Safety — Testogel® 40.5 mg, transdermal gel in sachet
CONTRAINDICATIONS1,2
Testogel® 40.5 mg, transdermal gel in sachet is contraindicated in:
- Cases of known or suspected prostatic cancer or breast carcinoma
- Cases of known hypersensitivity to the active substance or any of the excipients
ADVERSE REACTIONS2
The most frequently observed adverse drug reactions at the recommended dosage of gel per day were skin reactions: reaction at the application site, erythema, acne, and dry skin.
| Preferred Terms | ||
|---|---|---|
| MedDRA System Organ Class | Common Adverse Reactions (≥ 1/100 to < 1/10) | Uncommon Adverse Reactions (≥ 1/1000 to < 1/100) |
| Psychiatric disorders | Mood disorders | |
| Nervous system disorders | Dizziness, paraesthesia, amnesia, hyperaesthesia | |
| Vascular disorders | Hypertension | |
| Gastro-intestinal disorders | Diarrhoea | |
| Skin and subcutaneous tissue disorders | Alopecia, urticaria | |
| Reproductive system and breast disorders | Gynaecomastia (which may be persistent, is a common finding in patients treated for hypogonadism), mastodynia, prostatic disorders | Prostate abnormalities |
| General disorders and administration site conditions | Headache | |
| Investigations | Changes in laboratory tests (polycythaemia, lipids).
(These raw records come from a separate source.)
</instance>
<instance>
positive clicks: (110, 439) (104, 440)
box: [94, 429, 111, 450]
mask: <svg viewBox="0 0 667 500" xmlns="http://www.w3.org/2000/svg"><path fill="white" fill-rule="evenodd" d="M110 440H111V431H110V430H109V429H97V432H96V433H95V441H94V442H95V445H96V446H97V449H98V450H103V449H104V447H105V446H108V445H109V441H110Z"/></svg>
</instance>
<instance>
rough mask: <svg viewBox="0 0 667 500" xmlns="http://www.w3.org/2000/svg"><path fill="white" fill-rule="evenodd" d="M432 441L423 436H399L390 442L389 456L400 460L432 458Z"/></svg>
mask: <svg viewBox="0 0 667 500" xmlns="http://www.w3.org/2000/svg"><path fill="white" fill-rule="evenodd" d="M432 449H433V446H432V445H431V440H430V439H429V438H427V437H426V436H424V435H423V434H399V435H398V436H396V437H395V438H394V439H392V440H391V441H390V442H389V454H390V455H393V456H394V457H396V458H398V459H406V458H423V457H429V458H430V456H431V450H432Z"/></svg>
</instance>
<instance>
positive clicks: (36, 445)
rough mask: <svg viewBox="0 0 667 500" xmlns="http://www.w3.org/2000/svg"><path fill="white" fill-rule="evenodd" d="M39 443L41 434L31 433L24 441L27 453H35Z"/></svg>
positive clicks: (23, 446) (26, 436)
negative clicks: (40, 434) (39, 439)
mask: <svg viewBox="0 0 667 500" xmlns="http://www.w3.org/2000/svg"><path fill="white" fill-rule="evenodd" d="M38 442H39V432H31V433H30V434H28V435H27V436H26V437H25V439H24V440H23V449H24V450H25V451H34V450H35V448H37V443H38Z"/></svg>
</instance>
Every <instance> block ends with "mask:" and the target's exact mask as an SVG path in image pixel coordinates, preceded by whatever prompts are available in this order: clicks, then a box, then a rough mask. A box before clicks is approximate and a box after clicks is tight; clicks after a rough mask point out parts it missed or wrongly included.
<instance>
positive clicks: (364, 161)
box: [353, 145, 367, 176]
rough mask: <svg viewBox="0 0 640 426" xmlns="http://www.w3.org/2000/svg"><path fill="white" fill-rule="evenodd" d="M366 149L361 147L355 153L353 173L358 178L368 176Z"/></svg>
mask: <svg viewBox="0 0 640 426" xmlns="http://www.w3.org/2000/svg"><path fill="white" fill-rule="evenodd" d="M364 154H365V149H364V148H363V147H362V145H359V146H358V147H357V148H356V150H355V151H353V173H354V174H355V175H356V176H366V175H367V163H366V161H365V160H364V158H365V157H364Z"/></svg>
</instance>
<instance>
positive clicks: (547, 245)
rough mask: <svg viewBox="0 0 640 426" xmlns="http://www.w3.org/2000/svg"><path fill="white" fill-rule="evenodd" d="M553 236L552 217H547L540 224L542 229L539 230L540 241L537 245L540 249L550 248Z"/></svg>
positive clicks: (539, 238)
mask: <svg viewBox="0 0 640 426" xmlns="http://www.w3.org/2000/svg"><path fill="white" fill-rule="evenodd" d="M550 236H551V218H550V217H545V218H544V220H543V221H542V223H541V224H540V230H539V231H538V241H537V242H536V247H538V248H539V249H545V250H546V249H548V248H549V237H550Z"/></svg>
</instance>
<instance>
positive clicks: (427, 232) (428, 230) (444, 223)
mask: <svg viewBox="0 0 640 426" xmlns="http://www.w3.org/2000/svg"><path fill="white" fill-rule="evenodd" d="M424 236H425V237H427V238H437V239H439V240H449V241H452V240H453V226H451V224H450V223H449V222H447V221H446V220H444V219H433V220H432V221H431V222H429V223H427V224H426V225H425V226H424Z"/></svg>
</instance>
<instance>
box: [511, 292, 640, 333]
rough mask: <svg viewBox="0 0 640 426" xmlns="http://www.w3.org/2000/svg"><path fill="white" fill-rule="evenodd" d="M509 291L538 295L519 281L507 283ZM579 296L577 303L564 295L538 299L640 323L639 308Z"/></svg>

Haematocrit increased, red blood count increased, haemoglobin increased | Haematocrit increased, Haemoglobin increased, red blood cell count increased |
SPECIAL WARNINGS AND PRECAUTIONS:2
- Testogel® 40.5 mg, transdermal gel in sachet should be used with caution in cancer patients at risk of hypercalcaemia (and associated hypercalciuria), due to bone metastases. Regular monitoring of serum calcium concentrations is recommended in these patients
- In patients suffering from severe cardiac, hepatic or renal insufficiency or ischaemic heart disease, treatment with testosterone may cause severe complications characterised by oedema with or without congestive cardiac failure. In such case, treatment must be stopped immediately
- Testosterone may cause a rise in blood pressure and Testogel® 40.5 mg, transdermal gel in sachet should be used with caution in men with hypertension
- Testosterone should be used with caution in patients with thrombophilia or risk factors for venous thromboembolism (VTE), as there have been post-marketing studies and reports of thrombotic events (e.g. deep-vein thrombosis, pulmonary embolism, ocular thrombosis) in these patients during testosterone therapy
- In thrombophilic patients, VTE cases have been reported even under anticoagulation treatment, therefore continuing testosterone treatment after first thrombotic event should be carefully evaluated. In case of treatment continuation, further measures should be taken to minimise the individual VTE risk
- Improved insulin sensitivity may be observed in patients treated with androgens and may require a decrease in the dose of antidiabetic medications
- With large doses of exogenous androgens, spermatogenesis may be suppressed through feedback inhibition of pituitary follicle-stimulating hormone (FSH), which could possibly lead to adverse effects on semen parameters including sperm count
- This medicine should not be used by women, due to possible virilizing effects
- The attention of athletes is drawn to the fact that Testogel® 40.5 mg, transdermal gel in sachet contains an active substance (testosterone) which may produce a positive reaction in anti-doping tests
Please consult the Summary of Product Characteristics to view the contraindications, warnings, special precautions and the full list of adverse reactions associated with Testogel® 40.5 mg, transdermal gel in sachet.